Wednesday, February 17, 2016

SfMCR Valentine's Day Special: "I will always love you"

Keith fanning me not with palm leaves, but a hospital whiteboard for patients (the heater was turned up too high in my room, and I was feeling stuffy). This was during my second bout of Legionnaires' disease, and he was there for me then, too.
I didn't know why I had stopped seeing Keith, even though I never ceased loving him. All I knew was that my new boyfriend looked almost identical to Keith, down to the clear band-aid bands affixing a loose lens to the frame of his glasses.

What a weird coincidence.

Keith had used one of the band-aids we had purchased in Sicily to cover the sores on my hands and arms to repair his glasses. What were the odds that David...or Michael--no, I already dated a Michael, how about Jonathan?...er, maybe Ricardo? would have made the same klugey repair?*

I loved the way Keith--did I say Keith?--I meant Ricardo, yes, Ricardo, gently kissed my eyelids or forehead.
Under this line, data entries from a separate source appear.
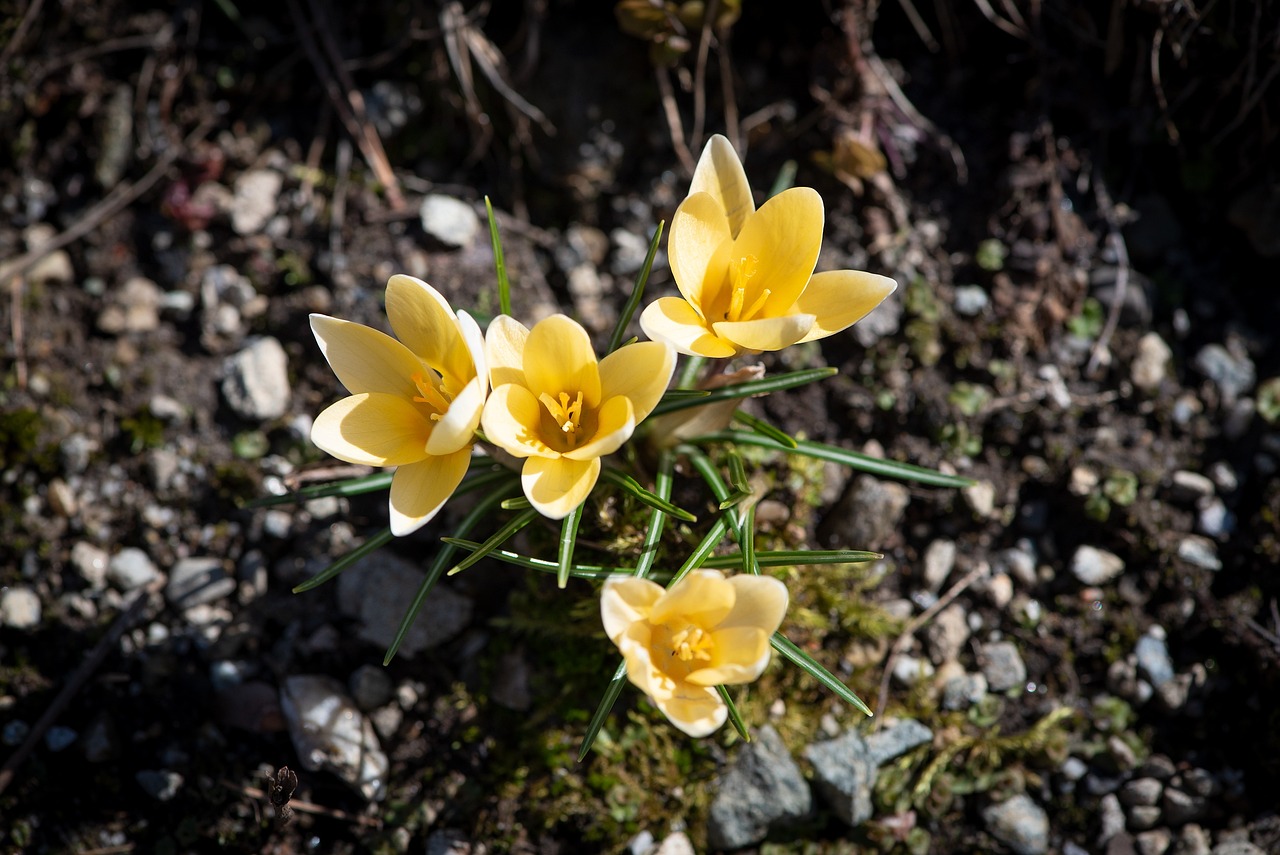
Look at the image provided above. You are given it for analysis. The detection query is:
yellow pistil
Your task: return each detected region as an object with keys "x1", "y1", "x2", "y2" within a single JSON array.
[
  {"x1": 538, "y1": 392, "x2": 582, "y2": 438},
  {"x1": 671, "y1": 626, "x2": 716, "y2": 662},
  {"x1": 410, "y1": 371, "x2": 449, "y2": 421}
]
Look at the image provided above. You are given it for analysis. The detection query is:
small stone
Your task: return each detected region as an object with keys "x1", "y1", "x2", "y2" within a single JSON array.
[
  {"x1": 230, "y1": 169, "x2": 284, "y2": 234},
  {"x1": 1178, "y1": 535, "x2": 1222, "y2": 570},
  {"x1": 707, "y1": 724, "x2": 813, "y2": 849},
  {"x1": 1071, "y1": 547, "x2": 1124, "y2": 585},
  {"x1": 978, "y1": 641, "x2": 1027, "y2": 691},
  {"x1": 1129, "y1": 333, "x2": 1174, "y2": 392},
  {"x1": 0, "y1": 586, "x2": 41, "y2": 630},
  {"x1": 223, "y1": 337, "x2": 291, "y2": 421},
  {"x1": 106, "y1": 547, "x2": 160, "y2": 591},
  {"x1": 133, "y1": 769, "x2": 183, "y2": 801},
  {"x1": 982, "y1": 794, "x2": 1048, "y2": 855},
  {"x1": 955, "y1": 285, "x2": 991, "y2": 317},
  {"x1": 419, "y1": 193, "x2": 480, "y2": 250},
  {"x1": 924, "y1": 539, "x2": 956, "y2": 593},
  {"x1": 164, "y1": 557, "x2": 236, "y2": 609}
]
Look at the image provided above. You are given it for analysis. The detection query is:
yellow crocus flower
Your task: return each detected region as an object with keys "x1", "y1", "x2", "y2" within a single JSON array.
[
  {"x1": 600, "y1": 570, "x2": 787, "y2": 736},
  {"x1": 481, "y1": 315, "x2": 676, "y2": 520},
  {"x1": 311, "y1": 275, "x2": 489, "y2": 536},
  {"x1": 640, "y1": 134, "x2": 897, "y2": 358}
]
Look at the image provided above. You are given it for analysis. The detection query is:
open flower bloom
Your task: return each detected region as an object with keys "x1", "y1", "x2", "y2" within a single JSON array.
[
  {"x1": 311, "y1": 275, "x2": 489, "y2": 536},
  {"x1": 600, "y1": 570, "x2": 787, "y2": 736},
  {"x1": 640, "y1": 134, "x2": 897, "y2": 358},
  {"x1": 483, "y1": 315, "x2": 676, "y2": 520}
]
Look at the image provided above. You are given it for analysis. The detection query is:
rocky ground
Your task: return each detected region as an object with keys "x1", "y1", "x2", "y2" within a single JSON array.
[{"x1": 0, "y1": 0, "x2": 1280, "y2": 855}]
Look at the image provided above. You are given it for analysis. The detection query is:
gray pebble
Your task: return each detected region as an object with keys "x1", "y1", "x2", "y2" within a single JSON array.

The way he barely made contact with the skin was both tender and somehow deeply erotic.

It was bizarre how much his body also resembled Keith's. But Ricardo had a full beard, while Keith had a goatee and moustache. I guess it was just my type.

How I looked forward to those kisses....

I marveled at how polite Ricardo was. "Thank you, sir" and "Thank you, Ma'am" were his refrain whenever someone else was in the room. I couldn't quite make out the other people said, but Ricardo's words, I heard loud and clear.

What a gentleman he was! 

Ricardo would tell me at length his plans for us. We would go on an Alaskan cruise. Keith and I had loved looking at the calving icebergs as we flew over Greenland on our flight back from Sicily.

I guess Ricardo loved icebergs, too.

He also spoke of future trips to tour Latin American ruins like Machu Picchu. I had always wanted to see place like that. What fun it would be!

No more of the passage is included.